The 31 Most Ridiculous Lines From True Detective Season 2
Here we are, a whole week removed from the much-maligned finale of True Detective's second season, and the consensus is that it (and quite frankly, a vast chunk of the season) was unfortunately awful. While I would be remiss to suggest that the season didn’t have its share of redeeming qualities, or that what creator/writer Nic Pizzolatto did didn’t at least keep us talking like he did last year (albeit under very different circumstances), there’s just no way around it; it was just bad. No character was given redemption, all of the bad guys got away, and almost everyone died. And for what? Pizzolatto’s ego?
In many ways, the second season felt like Pizzolatto’s way of sticking it to season one’s critics, who criticized its ending even though the season as a whole was very well received. It seemed like there was a lot of backlash against the show after the fact, citing the show's alleged misogyny, how it diverted from its themes at the last moment and even claims that Pizzolatto somehow plagiarized the plot. So instead of celebrating this huge achievement in television, people found a way to be really negative about it, all the while concerned only about which actors might be in the second season, leaving this bad taste surrounding the proceedings. And it clearly soured Pizzolatto on season two, if the final product is anything to go by.
Maybe it was the criticism, maybe it was the pressure of the hype surrounding the future of the show, maybe it was something else. But it got to Pizzolatto, and he reacted poorly, giving us a season that was pointlessly self-winking, tropy, hackneyed and most likely bad on purpose. An utter mess that resembled more a bad episode of Law & Order: Special Victims Unit than the heights of the epic first season. Maybe that's on Pizzolatto, maybe that's on us for expecting something great, but you can't deny that there plenty of moments throughout season two that felt as if Pizzolatto himself was walking out in front of the camera and yelling "see!" at all of his haters, and it backfired tremendously.
As a result, many moments in season 2 were kind of hilarious. Some intentional, like many of the quirkier moments of season one, some self-winking, as mentioned above, others just the result of the show not being very good, leading to comedic and even overly dramatic moments that just felt out of place.
With that in mind, we’ve gone ahead and compiled a list of the most unintentionally hilarious moments from season two of True Detective. No context, no explanation, just the cringe-worthy, laugh-out-loud moments that either made a bad season watchable or much worse. My personal favorite is the one about astronauts.
Let’s hope we don’t have to do it for season 3, if we ever make it that far.
- "They took his shoes out of his gym locker." "And what? Shit in them?"
- "I'll come back and buttfuck your father with your mom's headless corpse on this lawn."
- "I used to want to be an astronaut. But astronauts don't even get to go to the moon anymore."

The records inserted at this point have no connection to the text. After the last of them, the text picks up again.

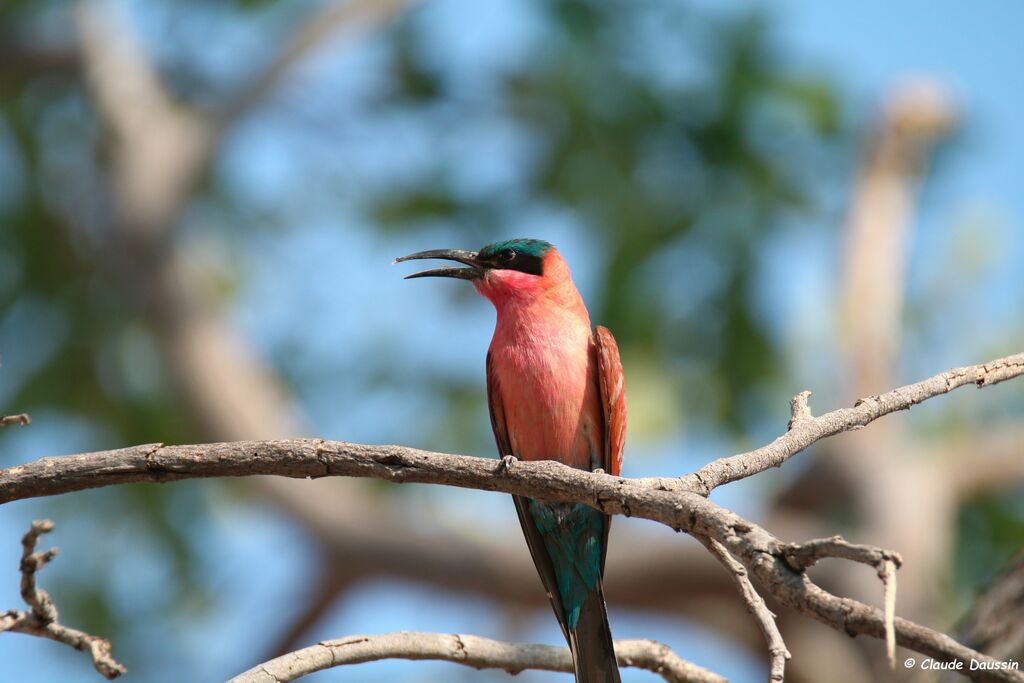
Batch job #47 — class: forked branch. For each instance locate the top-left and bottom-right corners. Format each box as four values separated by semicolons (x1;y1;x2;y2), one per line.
228;631;725;683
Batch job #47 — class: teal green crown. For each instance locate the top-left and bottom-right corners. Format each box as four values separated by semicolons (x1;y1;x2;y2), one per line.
480;239;551;258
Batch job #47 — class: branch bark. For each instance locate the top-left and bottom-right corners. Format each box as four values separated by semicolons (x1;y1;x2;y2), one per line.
0;354;1024;681
683;353;1024;496
0;519;127;680
228;631;725;683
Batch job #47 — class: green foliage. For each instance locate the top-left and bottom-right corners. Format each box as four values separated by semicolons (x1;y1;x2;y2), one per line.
373;0;838;429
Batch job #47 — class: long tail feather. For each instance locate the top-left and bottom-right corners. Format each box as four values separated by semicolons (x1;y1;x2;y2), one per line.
569;581;620;683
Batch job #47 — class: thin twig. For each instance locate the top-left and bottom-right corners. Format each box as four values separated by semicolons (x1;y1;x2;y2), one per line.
0;519;127;680
783;536;903;571
696;536;792;682
228;631;725;683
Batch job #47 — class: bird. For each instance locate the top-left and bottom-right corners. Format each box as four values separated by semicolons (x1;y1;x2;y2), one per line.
395;239;626;683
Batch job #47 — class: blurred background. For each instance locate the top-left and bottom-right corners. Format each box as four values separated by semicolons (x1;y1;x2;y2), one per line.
0;0;1024;683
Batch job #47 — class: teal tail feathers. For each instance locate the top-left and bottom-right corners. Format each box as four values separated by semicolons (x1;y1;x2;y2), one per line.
569;582;620;683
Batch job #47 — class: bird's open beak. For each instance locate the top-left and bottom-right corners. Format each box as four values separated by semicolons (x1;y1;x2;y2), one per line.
394;249;483;280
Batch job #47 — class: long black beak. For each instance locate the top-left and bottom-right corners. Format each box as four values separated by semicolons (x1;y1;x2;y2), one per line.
394;249;483;280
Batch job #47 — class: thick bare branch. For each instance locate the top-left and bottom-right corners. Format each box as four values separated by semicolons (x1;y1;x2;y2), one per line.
0;413;32;427
683;353;1024;496
228;631;725;683
0;519;127;680
0;439;1024;681
0;354;1024;681
697;536;792;681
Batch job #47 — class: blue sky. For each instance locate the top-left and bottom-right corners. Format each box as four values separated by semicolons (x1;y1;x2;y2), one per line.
0;0;1024;683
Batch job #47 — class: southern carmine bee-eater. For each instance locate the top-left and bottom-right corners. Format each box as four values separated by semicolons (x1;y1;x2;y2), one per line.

- "I tried [an e-cigarette] once. Felt like it was smoking me. A real cigarette wouldn’t make you feel like that. Maybe it was just too close to sucking a robot's dick."
- "Well you know I support feminism, mostly by having body image issues."
- "I'm you commanding officer, when you see something, you call me." "I got shot, that's something."
- "There's no part of my life not overwrought with live-or-die importance. I take a shit there's a gun to my head saying, 'make it a good one, don't fuck up!'"
- "God forgive me for misreading what clues you leave for me in your limp dick."
- "Is that a fucking e-cigarette?"
- "Frankly, I'm apoplectic." "I'm feeling a little apoplectic myself."
- "Booze tends to take the edge off. I want to stay angry."
- "Is Ray hurt? What happened?" "Somebody murdered him."
- "You have one of the largest auras I've ever seen. Green and black, it's been taking up this whole room."
- "You must have had hundreds of lives." "I don't think I can handle another one."
- "What can I say, I just really like big dicks."
- "Your compensatory projection of menace is a guaranteer of its lack, and it says something about the depth of your misperceptions."
- "Don't you fucking shoot me Raymond!"
- "You know me. You just didn't know you did."
- Ray tells his son he might not see him again. The kid responds: "K."
- "That's one off the bucket list; Mexican standoff with actual Mexicans."
- "These contracts... signatures all over them..."
- "You want me to roll a joint?"
- "In the midst of being gangbanged by forces unseen, I figure I'd drill a new orifice, go on and fuck myself for a change."
- "You see me managing an Applebee's?" "I worked at an Applebee's once, they give you a shift meal."
- "Maybe you were put on earth for more than fucking." "Everything is fucking."
- "Please articulate the percentage you would require in order to transact with me."
- "Guy's been around less the last three months than my wife's period."
- "You can't act for shit."
- "I hope you saved some of that Miss Ukraine money."
- "Honestly Ray, nobody had any idea you were this competent."
- "You're a cop right? Lady cop?" "What gave me away? The tits?"